L'ente di Palazzo Aldobrandeschi infatti ieri ha incontrato i rappresentanti dei Comuni del territorio sul tema degli interventi sulla viabilità e l’edilizia scolastica. La Provincia ascolta le esigenze dei territori: è questo il senso dell’incontro che si è tenuto a Palazzo Aldobrandeschi dove sono stati convocati i 28 Comuni grossetani ai quali è stato chiesto di indicare le criticità in tema di viabilità ed edilizia scolastica. Solo 15 però le Amministrazioni comunali che hanno partecipato all'incontro “Abbiamo voluto intraprendere un percorso trasparente di coinvolgimento attivo degli Enti locali – ha spiegato il presidente della Provincia Antofrancesco Vivarelli Colonna -: solo chi è sul territorio conosce i problemi di quel territorio e quindi, meglio di altri, può indicarci le priorità su cui intervenire”.

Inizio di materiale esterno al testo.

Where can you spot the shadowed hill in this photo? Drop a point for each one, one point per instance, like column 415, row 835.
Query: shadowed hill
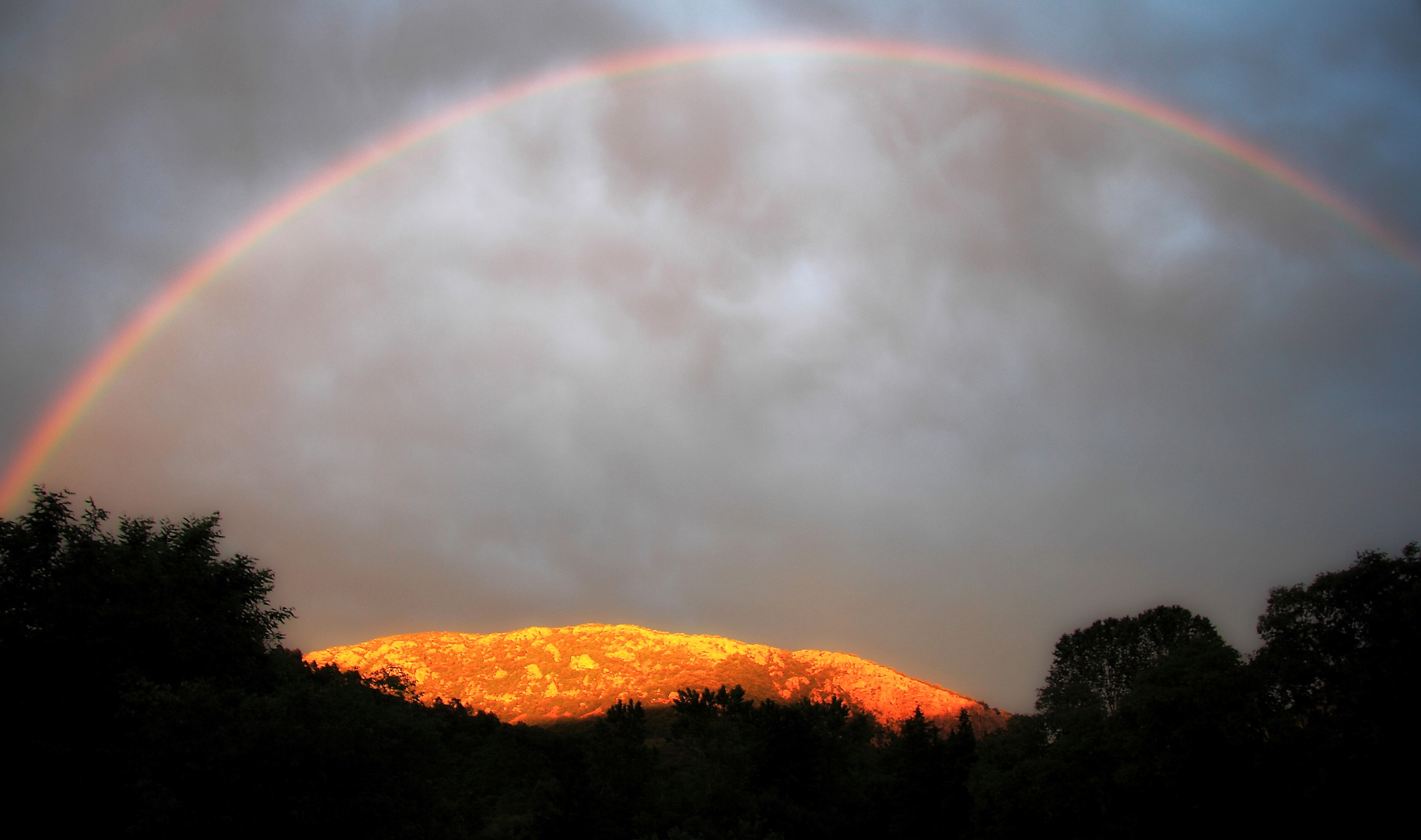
column 543, row 674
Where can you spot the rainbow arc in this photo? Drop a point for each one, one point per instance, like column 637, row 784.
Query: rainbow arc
column 82, row 393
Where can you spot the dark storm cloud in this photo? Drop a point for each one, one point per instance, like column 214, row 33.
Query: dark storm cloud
column 800, row 355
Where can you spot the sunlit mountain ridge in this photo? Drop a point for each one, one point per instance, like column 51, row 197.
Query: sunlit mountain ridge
column 544, row 674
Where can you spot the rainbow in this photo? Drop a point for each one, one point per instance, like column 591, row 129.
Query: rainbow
column 1108, row 101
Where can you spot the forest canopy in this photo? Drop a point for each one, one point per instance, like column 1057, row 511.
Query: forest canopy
column 154, row 697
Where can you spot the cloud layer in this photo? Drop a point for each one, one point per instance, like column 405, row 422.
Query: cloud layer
column 804, row 353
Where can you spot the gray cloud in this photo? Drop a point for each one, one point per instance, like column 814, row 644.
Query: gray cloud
column 792, row 352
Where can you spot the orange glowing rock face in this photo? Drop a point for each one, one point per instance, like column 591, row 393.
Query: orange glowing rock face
column 543, row 674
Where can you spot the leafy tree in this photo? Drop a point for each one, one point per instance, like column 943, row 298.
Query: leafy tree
column 1096, row 667
column 156, row 601
column 1342, row 668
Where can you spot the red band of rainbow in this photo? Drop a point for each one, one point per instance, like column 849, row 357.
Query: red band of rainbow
column 101, row 370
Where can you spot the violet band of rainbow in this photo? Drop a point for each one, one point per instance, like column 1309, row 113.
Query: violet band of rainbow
column 100, row 371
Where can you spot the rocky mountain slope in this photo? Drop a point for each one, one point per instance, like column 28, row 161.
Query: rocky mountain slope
column 543, row 674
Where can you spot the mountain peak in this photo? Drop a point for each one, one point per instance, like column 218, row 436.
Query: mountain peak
column 543, row 674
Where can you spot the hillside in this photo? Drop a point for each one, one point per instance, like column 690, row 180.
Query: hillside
column 543, row 674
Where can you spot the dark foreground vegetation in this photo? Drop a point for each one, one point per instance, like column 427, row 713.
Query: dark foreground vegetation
column 148, row 695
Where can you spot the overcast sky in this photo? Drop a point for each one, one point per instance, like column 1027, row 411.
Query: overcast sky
column 806, row 353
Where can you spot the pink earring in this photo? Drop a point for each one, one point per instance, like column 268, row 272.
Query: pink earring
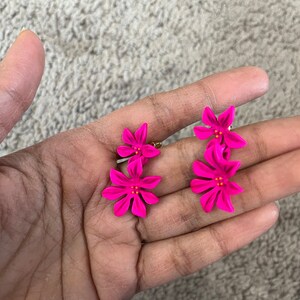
column 133, row 189
column 214, row 179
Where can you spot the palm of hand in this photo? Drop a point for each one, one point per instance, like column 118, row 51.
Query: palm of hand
column 59, row 231
column 60, row 239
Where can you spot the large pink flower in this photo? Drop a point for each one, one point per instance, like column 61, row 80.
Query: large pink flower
column 137, row 147
column 214, row 180
column 130, row 188
column 219, row 128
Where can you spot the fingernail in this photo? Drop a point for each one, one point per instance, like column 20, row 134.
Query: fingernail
column 23, row 29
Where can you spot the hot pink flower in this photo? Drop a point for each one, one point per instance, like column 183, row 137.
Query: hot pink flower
column 219, row 128
column 214, row 180
column 137, row 145
column 130, row 188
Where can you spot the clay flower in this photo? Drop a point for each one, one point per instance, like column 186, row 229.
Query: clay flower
column 136, row 145
column 219, row 128
column 131, row 189
column 214, row 180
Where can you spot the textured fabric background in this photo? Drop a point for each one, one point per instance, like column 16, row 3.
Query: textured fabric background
column 103, row 54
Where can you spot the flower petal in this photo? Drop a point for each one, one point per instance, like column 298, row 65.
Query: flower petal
column 226, row 118
column 203, row 133
column 226, row 153
column 150, row 151
column 113, row 192
column 233, row 140
column 209, row 199
column 233, row 188
column 118, row 178
column 150, row 182
column 209, row 118
column 214, row 155
column 223, row 202
column 138, row 207
column 141, row 134
column 125, row 151
column 128, row 137
column 149, row 197
column 202, row 170
column 200, row 185
column 121, row 207
column 135, row 168
column 231, row 167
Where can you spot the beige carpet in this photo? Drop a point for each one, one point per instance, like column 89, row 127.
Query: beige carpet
column 103, row 54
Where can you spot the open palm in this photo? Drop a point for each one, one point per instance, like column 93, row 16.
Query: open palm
column 60, row 239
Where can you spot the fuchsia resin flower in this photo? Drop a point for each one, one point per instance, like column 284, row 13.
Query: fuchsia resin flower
column 219, row 128
column 130, row 188
column 137, row 145
column 214, row 180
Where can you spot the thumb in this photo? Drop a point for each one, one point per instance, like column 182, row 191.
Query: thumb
column 20, row 74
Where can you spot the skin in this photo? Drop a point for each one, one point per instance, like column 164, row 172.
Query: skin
column 60, row 239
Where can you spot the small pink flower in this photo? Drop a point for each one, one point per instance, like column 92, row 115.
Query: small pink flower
column 214, row 180
column 137, row 145
column 219, row 128
column 133, row 187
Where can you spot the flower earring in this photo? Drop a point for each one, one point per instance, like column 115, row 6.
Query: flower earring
column 214, row 179
column 134, row 188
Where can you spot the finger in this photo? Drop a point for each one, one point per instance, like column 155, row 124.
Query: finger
column 168, row 112
column 20, row 74
column 265, row 140
column 166, row 260
column 181, row 212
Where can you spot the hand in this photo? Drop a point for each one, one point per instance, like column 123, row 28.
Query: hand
column 60, row 239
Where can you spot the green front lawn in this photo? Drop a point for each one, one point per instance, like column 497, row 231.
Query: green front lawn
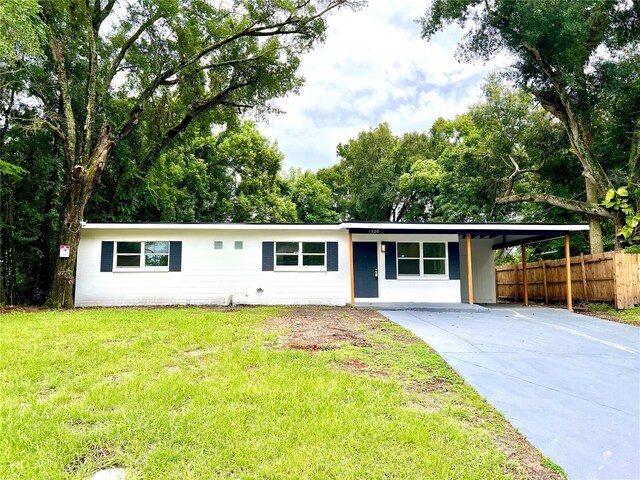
column 205, row 393
column 630, row 316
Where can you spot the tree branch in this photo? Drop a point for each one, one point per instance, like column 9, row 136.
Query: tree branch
column 91, row 88
column 273, row 29
column 210, row 66
column 127, row 45
column 564, row 203
column 517, row 172
column 70, row 137
column 196, row 111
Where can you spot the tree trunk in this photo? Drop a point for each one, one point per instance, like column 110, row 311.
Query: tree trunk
column 79, row 192
column 595, row 227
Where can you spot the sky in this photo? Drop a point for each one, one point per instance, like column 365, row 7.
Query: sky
column 373, row 67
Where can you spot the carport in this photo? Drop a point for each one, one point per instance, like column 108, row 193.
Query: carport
column 467, row 272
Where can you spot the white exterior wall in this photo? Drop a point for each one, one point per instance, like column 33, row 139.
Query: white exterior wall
column 210, row 276
column 484, row 275
column 417, row 290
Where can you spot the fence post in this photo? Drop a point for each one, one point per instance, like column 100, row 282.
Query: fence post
column 584, row 278
column 544, row 281
column 567, row 256
column 525, row 280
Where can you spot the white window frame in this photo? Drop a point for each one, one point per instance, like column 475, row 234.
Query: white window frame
column 299, row 267
column 142, row 267
column 421, row 260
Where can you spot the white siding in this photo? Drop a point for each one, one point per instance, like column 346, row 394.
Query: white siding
column 210, row 276
column 483, row 265
column 421, row 290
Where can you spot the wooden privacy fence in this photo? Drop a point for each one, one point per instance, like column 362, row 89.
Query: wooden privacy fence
column 601, row 277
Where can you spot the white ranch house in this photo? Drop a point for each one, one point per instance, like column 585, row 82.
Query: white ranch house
column 125, row 264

Tecnici e amministratori della Provincia hanno così preso delle segnalazioni provenienti dai referenti dei Comuni presenti che, per la cronaca, erano Grosseto, Seggiano, Castiglione della Pescaia, Orbetello, Campagnatico, Pitigliano, Manciano, Capalbio, Follonica, Castel del Piano, Semproniano, Scarlino, Roccastrada, Magliano in Toscana e Montieri.

Le criticità sollevate sono tra le più varie: vanno dalla segnaletica, fino alla bitumatura o alla messa in sicurezza di frane. Per le scuole, è stata segnalata in particolare la manutenzione ordinaria sugli edifici. “Ora il passo successivo sarà l’inserimento di tutte le criticità all’interno degli interventi del 2018 e nel triennale delle opere pubbliche ha spiegato Marco Biagioni, consigliere provinciale delegato -. Naturalmente, questi integreranno il programma che la Provincia sta stendendo in questo periodo di operazione strategiche sul territorio. Finalmente, questo Ente può tornare a fare programmazione: le aumentate risorse destinate dal Governo alle Province ci permettono da domani di pianificare il da farsi”.